叔父さんには、負担はかけられない。もともと奨学金の制度をつかって、入れてもらったのだ。一貫校のこの学校なら、大学まで行かせてもらえる。そうしたら働いて、叔父さんに今まで育ててもらった分のお金を返す。それが叔父さんとの約束。本当は今からでも返したいけれど、中学生の身ではアルバイトもままならない。
「・・・・・・俺と、同じ、か」
「え?・・・」
「俺も両親はいねえよ。ただ親がここの理事と少し懇意にしてたんでな。お情けで入れてもらってんだよ」
「・・・アニキも」
「別に俺は大学とか行きたかぁないんだが。ただ、恩は返さなくちゃなんねえ。学費もな。だからガテンでもなんでもバイトして、なるたけ稼ごうと思ってる」
「そう・・・なんだ」
目をまん丸くして。意外だと言わんばかりにこちらを見ている。俺がこいつを良いところの坊ちゃんだと思ったように、こいつも俺をそうだと思っていたんだろうか?それにしても視線がくすぐったくて、ついその頭をぐしゃぐしゃと撫でてしまった。
「ちょっと似てんだな、俺たち」
そう言ってやると、心底嬉しそうに笑いやがる。手のひらは、もう痛くないだろうか。
「それにしても、弁当にするとそんなに安く済むもんなのか?」
当然の疑問。俺は自炊なんぞやったこともないので、その辺りの金勘定が良くわからない。
今度はシモンはくすくす笑い出す。何がおかしいんだ。
「ヨーコも同じ事言ってたから」
みんなやっぱり知らないんだなーと思って。うまく食材を使えば、ほんとに100円とかかからないのに。

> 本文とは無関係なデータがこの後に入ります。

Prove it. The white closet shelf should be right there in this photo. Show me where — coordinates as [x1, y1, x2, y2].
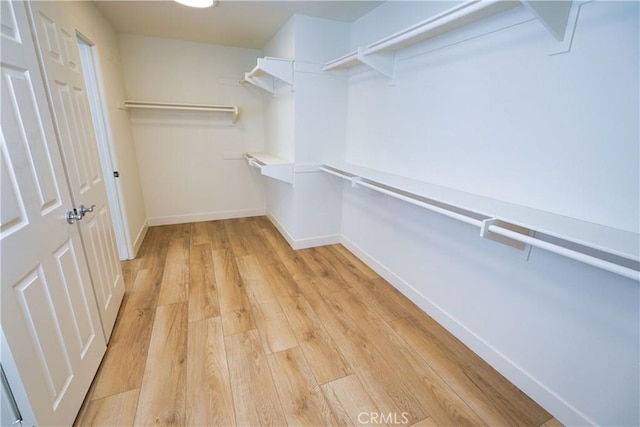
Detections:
[322, 0, 572, 77]
[243, 153, 294, 184]
[320, 163, 640, 280]
[240, 56, 293, 94]
[121, 100, 239, 124]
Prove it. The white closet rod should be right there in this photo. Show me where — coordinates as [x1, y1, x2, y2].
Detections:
[352, 178, 482, 227]
[123, 101, 238, 123]
[488, 225, 640, 280]
[319, 166, 640, 281]
[363, 0, 504, 55]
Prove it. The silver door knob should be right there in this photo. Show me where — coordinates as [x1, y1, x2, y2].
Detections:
[78, 205, 96, 216]
[64, 209, 84, 224]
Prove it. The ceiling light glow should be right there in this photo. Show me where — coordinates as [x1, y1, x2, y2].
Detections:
[175, 0, 217, 8]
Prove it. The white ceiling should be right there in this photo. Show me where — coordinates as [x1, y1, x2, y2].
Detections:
[94, 0, 383, 49]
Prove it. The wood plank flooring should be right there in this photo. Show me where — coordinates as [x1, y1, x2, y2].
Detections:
[75, 217, 560, 426]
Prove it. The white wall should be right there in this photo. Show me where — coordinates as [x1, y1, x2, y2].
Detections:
[51, 1, 146, 258]
[342, 2, 640, 425]
[119, 34, 265, 225]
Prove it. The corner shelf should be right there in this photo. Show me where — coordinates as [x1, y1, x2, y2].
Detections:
[322, 0, 579, 79]
[119, 100, 239, 124]
[320, 163, 640, 281]
[240, 56, 293, 94]
[243, 153, 294, 184]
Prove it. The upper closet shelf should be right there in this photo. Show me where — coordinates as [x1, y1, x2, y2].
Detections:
[244, 153, 294, 184]
[240, 56, 293, 94]
[320, 163, 640, 280]
[322, 0, 576, 77]
[121, 101, 239, 124]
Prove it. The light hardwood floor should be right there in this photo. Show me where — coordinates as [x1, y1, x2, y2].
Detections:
[76, 217, 559, 426]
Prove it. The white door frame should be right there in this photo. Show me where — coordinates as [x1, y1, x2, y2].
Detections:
[76, 33, 134, 260]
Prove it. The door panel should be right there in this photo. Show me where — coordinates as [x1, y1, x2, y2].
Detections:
[0, 1, 106, 425]
[29, 1, 124, 341]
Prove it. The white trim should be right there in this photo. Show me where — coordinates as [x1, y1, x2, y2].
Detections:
[340, 235, 597, 425]
[266, 212, 342, 250]
[147, 209, 266, 227]
[130, 219, 149, 259]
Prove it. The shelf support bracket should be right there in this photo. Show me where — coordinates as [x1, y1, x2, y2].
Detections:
[549, 0, 592, 55]
[244, 73, 276, 94]
[480, 218, 533, 260]
[358, 48, 396, 86]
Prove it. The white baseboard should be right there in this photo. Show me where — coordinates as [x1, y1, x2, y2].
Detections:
[267, 212, 341, 249]
[340, 236, 596, 425]
[147, 209, 266, 227]
[131, 220, 149, 259]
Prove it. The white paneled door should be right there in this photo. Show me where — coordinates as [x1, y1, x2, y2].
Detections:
[0, 1, 106, 425]
[29, 1, 124, 341]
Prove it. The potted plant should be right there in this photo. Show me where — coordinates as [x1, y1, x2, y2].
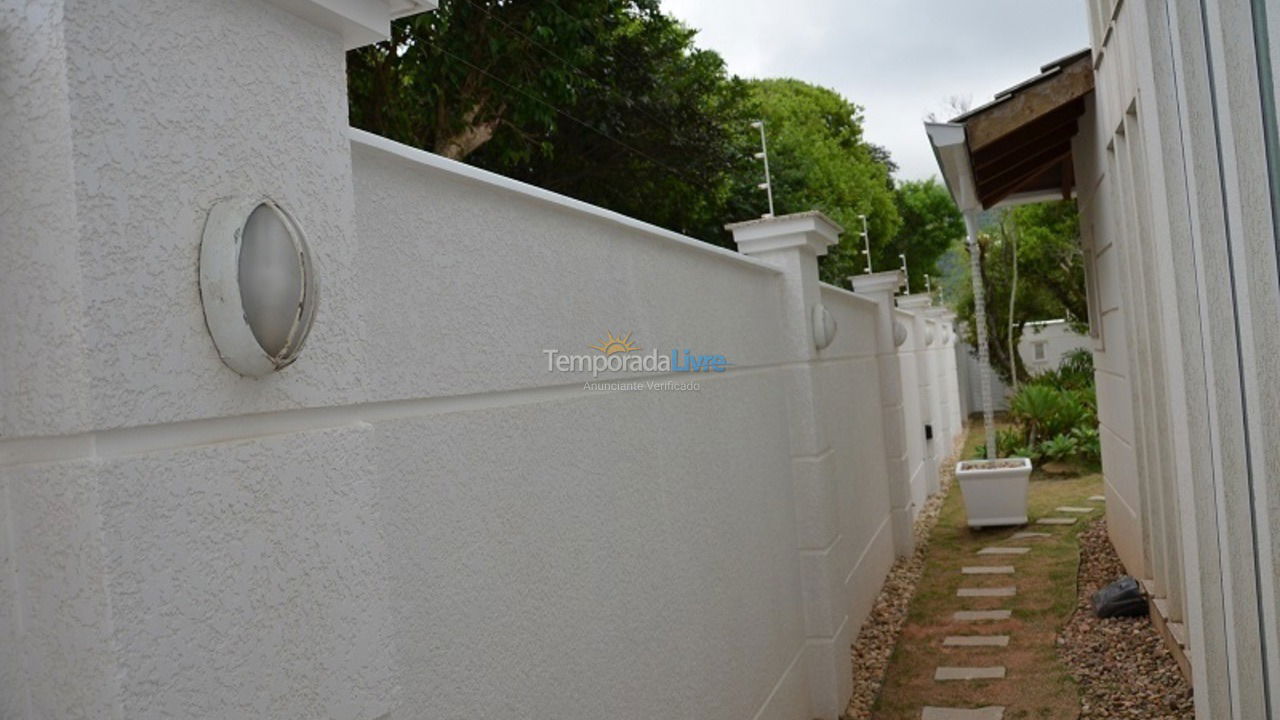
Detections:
[956, 457, 1032, 528]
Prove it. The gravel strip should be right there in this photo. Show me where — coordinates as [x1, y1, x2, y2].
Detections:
[845, 434, 966, 720]
[1057, 519, 1196, 720]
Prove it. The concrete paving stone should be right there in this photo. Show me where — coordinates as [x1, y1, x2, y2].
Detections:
[956, 585, 1018, 597]
[951, 610, 1014, 623]
[920, 705, 1005, 720]
[933, 665, 1005, 680]
[960, 565, 1014, 575]
[942, 635, 1009, 647]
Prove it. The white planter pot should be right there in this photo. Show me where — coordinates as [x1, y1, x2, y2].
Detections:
[956, 457, 1032, 528]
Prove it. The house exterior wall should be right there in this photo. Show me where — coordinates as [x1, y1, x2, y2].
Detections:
[1018, 320, 1089, 375]
[1074, 0, 1280, 719]
[0, 0, 963, 720]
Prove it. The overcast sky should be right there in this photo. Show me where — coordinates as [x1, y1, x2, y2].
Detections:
[663, 0, 1089, 179]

そんなことを楽しげに話す。ヨーコってあれか、あの生意気女だな。
話を聞きながら、こいつ妙にエプロン似合うよな、とぼんやり思っていると急にシモンが慌て出す。
「やばい、急がなきゃ」
「どうしたんだよ?」
「ここのおじいさんと約束して厨房借りてるんだ。朝食準備の前までなら使っても良いことになってて。早く終わらせないと」
「手はもう平気なのか?」
「大丈夫!」
手を拭いて、てきぱきと弁当を詰め始める。さっきの鍋のやつで大体用意は終わりだったらしい。ああ確かに弁当箱は大きいな。こいつのどこに、これだけの量が入ってるんだか。

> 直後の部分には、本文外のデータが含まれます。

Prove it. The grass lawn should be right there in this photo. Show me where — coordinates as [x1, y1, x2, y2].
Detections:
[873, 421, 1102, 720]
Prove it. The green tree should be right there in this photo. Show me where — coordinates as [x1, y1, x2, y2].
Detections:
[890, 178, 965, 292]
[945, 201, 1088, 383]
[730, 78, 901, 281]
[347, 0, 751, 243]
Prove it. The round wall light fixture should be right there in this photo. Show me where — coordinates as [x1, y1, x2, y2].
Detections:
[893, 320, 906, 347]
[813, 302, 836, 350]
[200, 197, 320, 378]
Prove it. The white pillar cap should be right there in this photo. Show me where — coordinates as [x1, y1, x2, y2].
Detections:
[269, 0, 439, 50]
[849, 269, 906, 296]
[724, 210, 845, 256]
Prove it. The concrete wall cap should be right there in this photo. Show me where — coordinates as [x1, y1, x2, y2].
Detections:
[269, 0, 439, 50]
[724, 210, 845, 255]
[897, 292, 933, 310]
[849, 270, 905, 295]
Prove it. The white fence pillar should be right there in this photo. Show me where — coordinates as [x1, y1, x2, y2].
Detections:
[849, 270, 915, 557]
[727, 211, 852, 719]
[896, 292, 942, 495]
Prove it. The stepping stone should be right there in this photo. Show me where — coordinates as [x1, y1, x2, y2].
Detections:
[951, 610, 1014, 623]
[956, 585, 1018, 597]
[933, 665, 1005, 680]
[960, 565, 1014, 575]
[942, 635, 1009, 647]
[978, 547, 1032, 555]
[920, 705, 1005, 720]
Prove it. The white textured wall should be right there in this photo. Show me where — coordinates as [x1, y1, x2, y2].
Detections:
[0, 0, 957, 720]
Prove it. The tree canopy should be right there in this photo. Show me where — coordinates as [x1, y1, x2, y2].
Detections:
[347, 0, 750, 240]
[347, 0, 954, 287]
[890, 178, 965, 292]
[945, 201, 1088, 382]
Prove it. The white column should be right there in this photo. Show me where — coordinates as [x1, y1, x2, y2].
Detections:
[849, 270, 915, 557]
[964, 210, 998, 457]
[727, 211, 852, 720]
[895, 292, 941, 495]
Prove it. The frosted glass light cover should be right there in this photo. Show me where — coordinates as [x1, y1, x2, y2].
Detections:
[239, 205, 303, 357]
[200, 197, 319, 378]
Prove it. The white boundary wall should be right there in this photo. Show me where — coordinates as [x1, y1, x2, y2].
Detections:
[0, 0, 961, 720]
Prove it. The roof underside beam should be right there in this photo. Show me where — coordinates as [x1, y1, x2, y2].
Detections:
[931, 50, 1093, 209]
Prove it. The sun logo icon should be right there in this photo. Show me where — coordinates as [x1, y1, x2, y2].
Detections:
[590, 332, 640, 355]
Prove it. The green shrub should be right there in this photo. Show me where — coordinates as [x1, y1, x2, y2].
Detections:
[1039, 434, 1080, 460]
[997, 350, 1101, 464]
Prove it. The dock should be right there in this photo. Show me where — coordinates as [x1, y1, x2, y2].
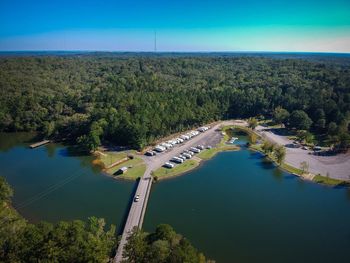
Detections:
[113, 170, 153, 263]
[29, 140, 50, 149]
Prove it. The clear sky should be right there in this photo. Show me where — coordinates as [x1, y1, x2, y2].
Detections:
[0, 0, 350, 53]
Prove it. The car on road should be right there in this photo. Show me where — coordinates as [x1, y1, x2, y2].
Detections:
[145, 151, 156, 156]
[163, 162, 174, 169]
[170, 156, 184, 163]
[182, 153, 192, 159]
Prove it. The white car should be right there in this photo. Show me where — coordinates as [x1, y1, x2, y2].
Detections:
[163, 162, 174, 169]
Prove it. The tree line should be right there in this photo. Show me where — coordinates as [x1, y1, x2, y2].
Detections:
[0, 55, 350, 150]
[0, 176, 209, 263]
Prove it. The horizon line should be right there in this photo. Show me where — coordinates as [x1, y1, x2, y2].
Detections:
[0, 49, 350, 55]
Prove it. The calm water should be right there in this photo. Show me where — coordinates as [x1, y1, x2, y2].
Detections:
[0, 134, 134, 232]
[0, 135, 350, 263]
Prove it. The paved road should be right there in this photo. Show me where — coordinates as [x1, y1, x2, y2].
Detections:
[256, 126, 350, 180]
[114, 122, 231, 263]
[114, 171, 152, 263]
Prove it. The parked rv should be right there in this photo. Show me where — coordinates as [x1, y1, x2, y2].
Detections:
[170, 156, 184, 163]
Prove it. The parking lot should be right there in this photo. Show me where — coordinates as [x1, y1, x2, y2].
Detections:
[143, 124, 222, 174]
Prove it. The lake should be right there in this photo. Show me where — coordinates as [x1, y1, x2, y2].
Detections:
[0, 134, 350, 263]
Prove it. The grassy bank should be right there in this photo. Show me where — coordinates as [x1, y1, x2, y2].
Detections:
[196, 145, 239, 160]
[312, 174, 350, 186]
[153, 159, 200, 179]
[94, 151, 146, 180]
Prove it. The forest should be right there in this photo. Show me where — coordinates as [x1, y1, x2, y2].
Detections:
[0, 54, 350, 150]
[0, 176, 208, 263]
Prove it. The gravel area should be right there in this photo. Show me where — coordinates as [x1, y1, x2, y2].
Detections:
[256, 126, 350, 181]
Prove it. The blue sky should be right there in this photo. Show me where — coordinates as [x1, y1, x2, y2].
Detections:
[0, 0, 350, 52]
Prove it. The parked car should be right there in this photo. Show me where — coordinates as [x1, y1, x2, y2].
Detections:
[163, 162, 174, 169]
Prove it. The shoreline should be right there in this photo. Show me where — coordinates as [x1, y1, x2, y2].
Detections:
[154, 147, 241, 182]
[93, 122, 350, 186]
[234, 126, 350, 187]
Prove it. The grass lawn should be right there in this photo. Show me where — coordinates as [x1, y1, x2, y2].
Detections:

ふと思い出す。そう言えば俺、腹が減ってここに下りてきたんだったっけか。調理台の上にさっきこぼした、これはなんだ、きんぴら?みたいのが転がっている。一つつまんで食べた。
・・・・・・美味い。
「あー!そんなところに落ちてるの、食べない方が・・・!」
「シモン!!」
「は、はいっ!」
がしっと、シモンの両肩をつかむ。ああ、こいつ細いなあ、とかそういうことはおいといて。
「・・・・・・明日っから、俺の分も作れ」
「・・・・・・・っ!えええええええええええ?!」
「もちろん金は払う!」
こんな美味いもん、毎日食えるなら、いくら出しても惜しくはない。(あんまりないけど)
「いやっ、でも!」
「あ、学食よりは安くしろよ。そうだな、学食の弁当から100円引きくらいでいい」
「でも、あのっ」
「それはお前の料理と、倹約の腕を見込んでの頼みだ。おまえがなるべく安く安くおさえれば、それだけ差額も出る。良いアルバイトになるだろ?」
俺は昼飯代を安くできて、お前は念願の初仕事。これ以上ない契約じゃねえか。
「でででもっ、あんまり美味しく作れないしっ」
「そんなことねえよ」
ちょうどさっきついたらしき何かのタレを(多分そこに入っている鳥の煮物だと思う)、シモンの頬から指でとって舐める。
「うん、すげぇ美味い」
やってから、しまったと思った。
何しろシモンは、火傷の跡も俺がつかんだ手首の跡も分からなくなるくらい全身真っ赤になってしまったし、俺は俺で、自分のした行為に驚いていたから。本当に無意識だったんだ。
後は二人とも無言で。
ものすごいスピードで弁当を包み終わると、シモンは厨房を飛び出してしまった。
残された俺は、力の抜けた声で、「明日から頼むなー・・・」と呟くしかなくて。
それでも、明日っからの昼休みが楽しみだな、とどこかで有頂天になっている自分が居て。
結局、調理場のじいさんがやってくるまで、腑抜けて座り込んでいたのだった。
拍手お礼3番「おべんとう」の続きです。拍手に載せようとおもっていたら、思ったより長くなってしまったのでこちらに。